"That's a low bar."
"It's the highest bar of my life." I looked up at him. "And I don't want to waste a single second of it."
I leaned in and kissed him, he kissed back, then pulled away.
"Alright, Alright. Just let me unpack."
"Fine." I sat back on the bed.
Alex set his bag on the far bed. Unzipped it. Started pulling out his pre-race routine—the foam roller, the stretching bands, some massage gadget The rituals he performed every morning before a big race.
I watched him from the other bed. Shoes off. Back against the headboard.

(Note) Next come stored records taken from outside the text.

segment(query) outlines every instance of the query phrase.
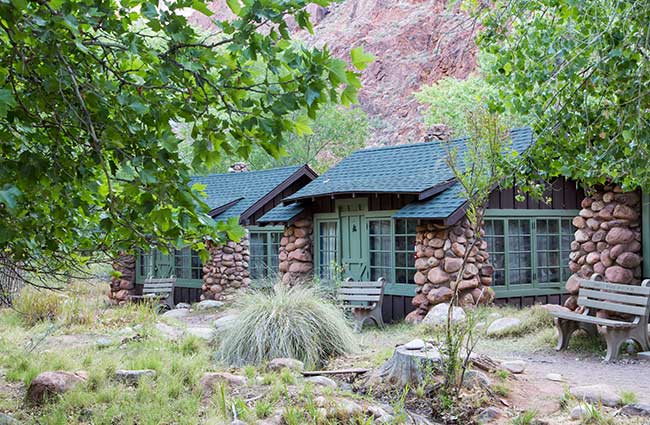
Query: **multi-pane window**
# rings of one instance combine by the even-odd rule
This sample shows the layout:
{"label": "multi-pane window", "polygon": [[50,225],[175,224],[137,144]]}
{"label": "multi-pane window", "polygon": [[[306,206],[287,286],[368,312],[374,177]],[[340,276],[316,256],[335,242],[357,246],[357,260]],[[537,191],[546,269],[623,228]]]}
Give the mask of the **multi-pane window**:
{"label": "multi-pane window", "polygon": [[334,280],[334,266],[338,247],[338,233],[335,221],[318,224],[318,273],[324,281]]}
{"label": "multi-pane window", "polygon": [[415,220],[395,220],[395,283],[415,283]]}
{"label": "multi-pane window", "polygon": [[174,275],[177,279],[201,279],[203,266],[199,254],[189,247],[174,250]]}
{"label": "multi-pane window", "polygon": [[486,218],[494,285],[515,289],[566,281],[572,230],[569,217]]}
{"label": "multi-pane window", "polygon": [[369,221],[370,280],[391,280],[390,220]]}
{"label": "multi-pane window", "polygon": [[278,274],[280,239],[282,232],[252,231],[250,233],[249,272],[252,279],[263,279]]}

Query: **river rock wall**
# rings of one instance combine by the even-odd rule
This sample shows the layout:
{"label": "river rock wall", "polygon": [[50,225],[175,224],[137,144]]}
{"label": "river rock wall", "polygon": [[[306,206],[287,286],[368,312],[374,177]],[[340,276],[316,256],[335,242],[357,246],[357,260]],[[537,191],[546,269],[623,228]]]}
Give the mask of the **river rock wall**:
{"label": "river rock wall", "polygon": [[280,276],[282,283],[294,285],[312,279],[314,272],[314,224],[303,218],[285,227],[280,240]]}
{"label": "river rock wall", "polygon": [[120,276],[111,278],[108,299],[112,304],[124,304],[135,293],[135,255],[121,254],[112,265]]}
{"label": "river rock wall", "polygon": [[566,283],[572,296],[565,307],[571,310],[577,307],[579,278],[598,273],[607,282],[635,285],[642,277],[640,194],[618,186],[595,188],[581,207],[573,219],[577,228],[569,257],[573,275]]}
{"label": "river rock wall", "polygon": [[248,236],[239,242],[228,241],[215,245],[208,241],[210,259],[203,265],[202,300],[231,301],[237,291],[250,283],[248,263],[250,242]]}
{"label": "river rock wall", "polygon": [[[416,228],[414,311],[407,320],[420,322],[437,304],[449,302],[463,265],[463,256],[472,247],[459,283],[459,305],[469,307],[494,300],[492,274],[483,229],[472,228],[464,218],[452,226],[439,222],[422,223]],[[474,242],[476,242],[474,244]]]}

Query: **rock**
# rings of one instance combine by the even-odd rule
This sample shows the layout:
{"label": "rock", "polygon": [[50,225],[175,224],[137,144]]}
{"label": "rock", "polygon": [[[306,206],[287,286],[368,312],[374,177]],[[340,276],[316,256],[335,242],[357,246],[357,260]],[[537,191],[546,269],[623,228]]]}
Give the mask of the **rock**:
{"label": "rock", "polygon": [[194,308],[196,310],[209,310],[209,309],[221,308],[223,306],[224,306],[224,303],[222,301],[203,300],[200,303],[195,304]]}
{"label": "rock", "polygon": [[113,373],[113,379],[127,385],[137,385],[145,376],[154,378],[156,371],[152,369],[125,370],[118,369]]}
{"label": "rock", "polygon": [[190,314],[190,310],[187,308],[175,308],[163,313],[163,317],[171,317],[173,319],[180,319],[181,317],[187,317]]}
{"label": "rock", "polygon": [[449,282],[449,274],[447,274],[439,267],[429,270],[427,278],[429,279],[429,282],[433,283],[434,285],[440,285]]}
{"label": "rock", "polygon": [[612,266],[605,272],[605,280],[612,283],[630,283],[634,280],[634,272],[621,266]]}
{"label": "rock", "polygon": [[476,420],[480,424],[486,424],[499,419],[502,415],[503,412],[501,409],[490,406],[486,407],[485,409],[481,409],[476,416]]}
{"label": "rock", "polygon": [[305,378],[305,382],[310,382],[318,387],[329,387],[329,388],[338,387],[338,384],[336,383],[335,380],[330,379],[326,376],[310,376],[308,378]]}
{"label": "rock", "polygon": [[499,335],[506,333],[517,326],[521,325],[521,320],[516,317],[503,317],[497,319],[494,322],[490,323],[490,326],[487,328],[488,335]]}
{"label": "rock", "polygon": [[506,369],[508,372],[514,374],[520,374],[520,373],[524,373],[524,370],[526,370],[526,366],[528,366],[528,363],[526,363],[523,360],[508,360],[505,362],[501,362],[501,366],[504,369]]}
{"label": "rock", "polygon": [[605,384],[583,385],[570,389],[571,395],[578,400],[588,403],[601,403],[604,406],[616,407],[621,404],[621,397]]}
{"label": "rock", "polygon": [[231,387],[240,387],[246,385],[246,378],[234,375],[228,372],[207,372],[204,373],[199,381],[204,398],[212,397],[216,384],[227,384]]}
{"label": "rock", "polygon": [[424,341],[419,338],[414,339],[413,341],[409,341],[404,344],[404,348],[407,350],[421,350],[424,348]]}
{"label": "rock", "polygon": [[232,326],[236,320],[237,320],[237,315],[228,314],[226,316],[218,318],[217,320],[212,322],[212,324],[215,328],[217,328],[218,331],[221,331]]}
{"label": "rock", "polygon": [[29,384],[27,400],[36,404],[43,403],[45,399],[70,391],[77,384],[85,382],[87,379],[88,374],[84,371],[43,372]]}
{"label": "rock", "polygon": [[587,406],[584,404],[579,404],[573,409],[571,409],[571,419],[578,420],[582,419],[587,414]]}
{"label": "rock", "polygon": [[[434,306],[422,320],[422,323],[427,326],[441,326],[447,324],[447,311],[449,304],[441,303]],[[452,323],[462,322],[466,319],[465,312],[460,307],[454,307],[452,310],[451,321]]]}
{"label": "rock", "polygon": [[564,382],[564,377],[559,373],[547,373],[546,379],[553,382]]}
{"label": "rock", "polygon": [[0,425],[20,425],[20,422],[9,415],[0,413]]}
{"label": "rock", "polygon": [[294,372],[302,372],[305,369],[305,364],[300,360],[288,357],[279,357],[269,362],[269,370],[280,371],[284,368]]}
{"label": "rock", "polygon": [[156,329],[162,334],[162,337],[168,340],[178,339],[183,335],[183,330],[169,326],[166,323],[156,323]]}
{"label": "rock", "polygon": [[194,337],[210,341],[215,336],[215,331],[212,328],[207,327],[190,327],[185,331],[187,335],[192,335]]}
{"label": "rock", "polygon": [[650,404],[628,404],[627,406],[624,406],[623,409],[621,409],[621,413],[627,416],[643,416],[648,418],[650,417]]}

He was beautiful when he thought nobody was looking. Not the Harrington beautiful—the practiced jaw and the perfect hair and the posture that belonged in a portrait. The other kind. The kind that showed up when the mask was off and his guard was down.
"Stop staring," he said without looking up.
"I'm not staring."
"You're staring. I can feel it."
"Maybe I'm just appreciating the view."
He looked up. His eyes finding mine across the gap between the beds.

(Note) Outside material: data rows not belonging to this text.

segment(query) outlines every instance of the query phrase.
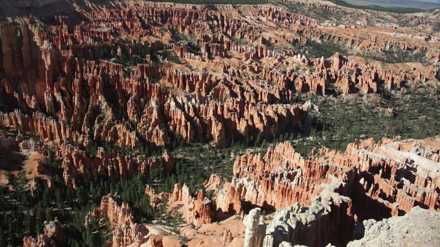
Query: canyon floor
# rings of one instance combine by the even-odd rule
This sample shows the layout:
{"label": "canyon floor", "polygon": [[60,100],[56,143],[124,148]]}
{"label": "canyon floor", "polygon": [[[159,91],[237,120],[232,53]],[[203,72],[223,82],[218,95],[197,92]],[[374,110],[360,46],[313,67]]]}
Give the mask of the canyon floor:
{"label": "canyon floor", "polygon": [[438,246],[440,10],[335,2],[0,0],[0,246]]}

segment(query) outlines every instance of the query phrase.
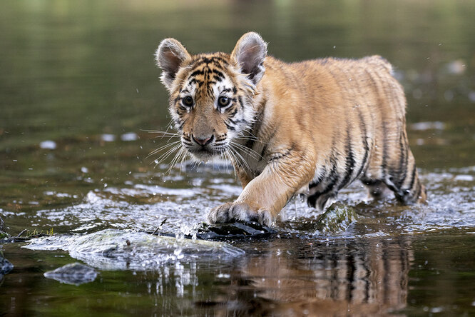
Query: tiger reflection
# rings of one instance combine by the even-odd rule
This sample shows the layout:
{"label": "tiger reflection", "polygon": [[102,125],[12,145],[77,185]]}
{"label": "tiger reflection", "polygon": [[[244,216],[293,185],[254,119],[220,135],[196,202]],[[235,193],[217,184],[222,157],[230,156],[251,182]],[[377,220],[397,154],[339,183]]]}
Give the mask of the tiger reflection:
{"label": "tiger reflection", "polygon": [[224,315],[372,316],[406,306],[413,261],[406,238],[302,241],[297,261],[286,256],[285,241],[272,243],[267,254],[242,260]]}

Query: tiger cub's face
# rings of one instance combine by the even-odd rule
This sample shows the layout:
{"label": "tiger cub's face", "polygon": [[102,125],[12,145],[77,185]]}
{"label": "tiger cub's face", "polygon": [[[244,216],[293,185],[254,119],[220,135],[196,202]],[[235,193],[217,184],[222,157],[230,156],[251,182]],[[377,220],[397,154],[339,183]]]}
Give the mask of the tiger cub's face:
{"label": "tiger cub's face", "polygon": [[169,110],[181,144],[195,158],[235,155],[239,139],[255,120],[255,86],[264,74],[266,44],[245,34],[233,53],[190,55],[166,39],[156,51]]}

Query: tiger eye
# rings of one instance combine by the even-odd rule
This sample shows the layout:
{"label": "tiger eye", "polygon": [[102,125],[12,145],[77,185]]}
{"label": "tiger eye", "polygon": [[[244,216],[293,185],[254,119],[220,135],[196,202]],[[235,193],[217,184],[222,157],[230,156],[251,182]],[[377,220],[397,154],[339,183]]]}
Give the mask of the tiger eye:
{"label": "tiger eye", "polygon": [[182,99],[182,102],[184,106],[190,107],[191,106],[193,105],[193,99],[191,98],[191,96],[187,96],[186,97]]}
{"label": "tiger eye", "polygon": [[219,104],[220,106],[222,107],[225,107],[230,101],[231,99],[228,97],[225,97],[224,96],[220,96],[219,99],[218,99],[218,103]]}

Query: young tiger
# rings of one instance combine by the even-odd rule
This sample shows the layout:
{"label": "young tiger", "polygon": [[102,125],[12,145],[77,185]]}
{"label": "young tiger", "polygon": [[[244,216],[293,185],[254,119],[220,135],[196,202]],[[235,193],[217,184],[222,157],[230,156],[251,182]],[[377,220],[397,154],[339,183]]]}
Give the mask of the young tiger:
{"label": "young tiger", "polygon": [[253,32],[230,55],[190,55],[166,39],[155,56],[183,146],[198,161],[229,158],[242,185],[210,223],[269,226],[298,193],[322,210],[357,179],[374,197],[389,188],[402,203],[425,202],[404,91],[382,57],[287,64]]}

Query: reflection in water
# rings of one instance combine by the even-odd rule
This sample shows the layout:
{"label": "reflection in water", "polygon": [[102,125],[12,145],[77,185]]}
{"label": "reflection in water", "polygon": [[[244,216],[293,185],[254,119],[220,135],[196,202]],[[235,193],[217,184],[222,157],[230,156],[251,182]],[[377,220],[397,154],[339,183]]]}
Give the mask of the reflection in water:
{"label": "reflection in water", "polygon": [[[267,246],[266,253],[242,258],[231,268],[164,266],[149,293],[165,311],[173,311],[178,298],[211,316],[368,316],[407,305],[413,254],[406,237],[277,239]],[[203,289],[209,283],[217,286],[210,294]]]}
{"label": "reflection in water", "polygon": [[[405,306],[412,258],[404,238],[302,241],[298,260],[273,251],[242,263],[233,276],[236,300],[245,305],[255,294],[262,314],[384,313]],[[240,287],[242,281],[250,283]]]}

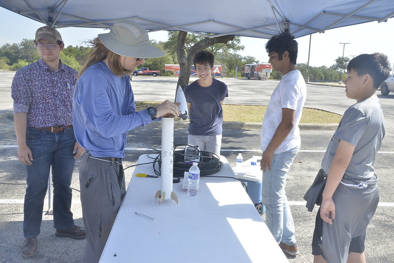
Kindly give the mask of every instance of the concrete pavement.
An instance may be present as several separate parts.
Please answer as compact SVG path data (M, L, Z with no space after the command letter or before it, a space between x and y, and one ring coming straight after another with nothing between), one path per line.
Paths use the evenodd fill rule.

"You're nervous," he said.
"About what?"
"Tomorrow."
"Nah." A beat. "Yeah. A little."
"Me too."
He finished stuffing his cloths into the dresser, then stretched—arms overhead, the hem of his shirt riding up and showing a strip of stomach. The cut of his hip above the waistband of his sweats. The trail of blond hair disappearing below.

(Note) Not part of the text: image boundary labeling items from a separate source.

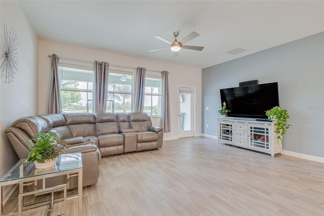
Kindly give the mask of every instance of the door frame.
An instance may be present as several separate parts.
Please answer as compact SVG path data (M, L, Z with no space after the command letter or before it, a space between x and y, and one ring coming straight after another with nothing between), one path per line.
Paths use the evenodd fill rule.
M196 87L192 86L187 86L184 85L178 85L178 87L177 88L177 94L178 95L178 101L177 101L177 103L178 104L178 110L177 111L177 124L178 125L178 131L177 131L177 133L178 134L178 138L183 138L183 137L180 137L180 116L179 116L179 112L180 111L180 94L179 92L179 89L180 88L190 88L193 89L193 94L192 97L192 111L191 112L193 112L193 118L192 119L192 136L195 136L195 131L196 131L196 126L195 125L195 122L196 122L196 107L195 107L195 102L196 102Z

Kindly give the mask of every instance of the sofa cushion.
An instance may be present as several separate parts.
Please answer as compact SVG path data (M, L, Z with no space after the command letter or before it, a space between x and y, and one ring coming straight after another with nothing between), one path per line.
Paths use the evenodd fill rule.
M131 113L129 116L131 128L135 132L148 131L151 123L147 113Z
M65 113L63 116L68 125L96 123L95 115L90 113Z
M59 134L61 139L65 139L73 137L67 125L55 127L53 128L53 129Z
M118 133L119 129L117 122L101 122L96 123L96 135L108 133Z
M148 131L150 127L148 122L131 122L131 128L135 132Z
M113 113L97 113L95 114L96 122L117 122L117 116Z
M67 124L64 117L62 114L48 114L37 116L45 120L50 128Z
M95 124L77 124L69 125L68 127L70 129L73 137L86 137L96 135L96 126Z
M100 135L98 139L100 148L124 145L124 136L118 133Z
M84 137L84 139L85 140L85 142L88 142L89 139L92 139L91 141L93 141L95 143L95 145L96 146L99 146L99 142L98 140L98 137L97 136L86 136L85 137Z
M157 140L157 134L154 132L138 132L137 142L150 142Z
M119 129L130 129L130 117L127 113L118 113L117 114L117 121Z
M21 129L30 138L34 138L35 133L45 132L50 129L45 120L36 116L18 119L12 123L11 127Z

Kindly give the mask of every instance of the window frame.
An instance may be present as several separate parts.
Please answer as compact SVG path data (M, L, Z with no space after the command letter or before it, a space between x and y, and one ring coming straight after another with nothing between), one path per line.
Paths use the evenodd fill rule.
M60 70L61 70L61 73L60 73L59 72L59 82L60 82L60 96L61 97L61 102L62 103L62 92L85 92L87 93L87 99L86 99L86 108L87 108L87 113L94 113L94 90L93 89L94 88L94 67L93 66L89 66L88 65L82 65L81 64L72 64L72 63L65 63L64 61L63 62L59 62L59 71L60 71ZM61 82L62 80L63 80L63 73L64 73L64 70L63 69L63 67L66 67L66 68L72 68L72 69L83 69L83 70L88 70L88 71L92 71L92 76L93 76L93 81L92 82L87 82L87 81L77 81L77 80L75 80L75 81L70 81L69 82L68 82L68 83L70 83L68 84L65 84L65 85L68 85L70 84L73 84L73 83L77 83L79 82L84 82L84 83L87 83L87 89L72 89L72 88L62 88L62 86L61 85ZM60 69L60 68L61 68L61 69ZM89 89L89 84L90 83L92 83L92 85L93 85L93 88L92 88L92 90L91 89ZM63 86L64 86L64 85ZM89 99L89 93L92 93L92 99ZM89 106L89 103L90 102L92 102L92 111L91 112L90 112L90 106ZM62 112L64 112L64 111L63 110L63 107L62 107ZM69 113L69 112L66 112L67 113ZM82 112L80 112L80 113L82 113Z
M134 71L130 71L127 70L126 69L124 69L126 68L123 68L123 69L114 69L113 68L112 69L109 68L109 76L110 74L115 74L118 75L123 75L126 76L131 76L132 77L132 82L131 82L132 85L131 87L131 92L111 91L109 90L109 87L108 87L108 90L107 93L107 103L108 103L108 102L111 102L111 103L112 103L112 104L113 104L115 102L114 100L108 99L109 94L111 94L112 95L114 95L116 94L130 95L131 95L131 112L133 112L134 111L134 87L135 86L134 78L134 75L135 75ZM111 85L110 83L110 79L108 79L108 85L109 86L110 85ZM112 106L113 107L111 109L111 112L112 113L115 113L114 104L113 104ZM107 110L106 110L107 111Z
M151 78L151 79L155 79L156 80L159 80L160 83L161 83L161 87L160 88L161 88L161 90L162 90L162 78L161 75L160 76L157 76L156 73L154 73L154 72L151 72L151 71L146 71L146 74L145 75L145 79L146 78ZM154 115L153 113L153 103L152 103L152 101L153 101L153 96L157 96L161 97L161 100L162 99L162 92L161 92L160 94L159 93L153 93L153 89L154 88L158 88L158 87L151 87L151 86L146 86L146 80L145 80L145 88L150 88L151 89L151 93L145 93L144 95L145 96L150 96L150 98L151 98L151 104L150 104L150 106L151 106L151 112L150 113L147 114L149 116L150 116L150 117L160 117L161 116L161 114L160 114L160 112L162 112L162 104L161 104L161 111L160 112L160 114L157 114L157 115ZM145 102L145 98L144 98L144 102Z

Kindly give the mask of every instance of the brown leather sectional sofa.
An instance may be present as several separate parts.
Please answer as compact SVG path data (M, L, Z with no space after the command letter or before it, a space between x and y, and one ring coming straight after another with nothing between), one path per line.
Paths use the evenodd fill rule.
M6 133L20 159L30 151L29 140L48 130L71 145L67 153L82 153L83 186L97 183L101 156L162 147L163 130L152 127L145 113L49 114L20 118ZM70 182L71 187L76 184Z

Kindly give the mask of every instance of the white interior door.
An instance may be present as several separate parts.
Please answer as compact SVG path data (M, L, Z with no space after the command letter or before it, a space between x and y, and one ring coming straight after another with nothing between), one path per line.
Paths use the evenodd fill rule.
M194 88L179 87L178 110L178 137L193 136Z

"You look so good right now," I said.
"Oh yeah?"
He moved to the edge of the bed. Facing me. Three feet between us. The hotel room air charged with the specific electricity that happened when we were alone and nobody was coming through the door.
"What are you gonna do about it?" he said. Not moving. Voice low. The composure still in place but something underneath it shifting—the way ice sounds before it cracks.
"Depends."
"On what?"
"On whether you're going to sit over there all night."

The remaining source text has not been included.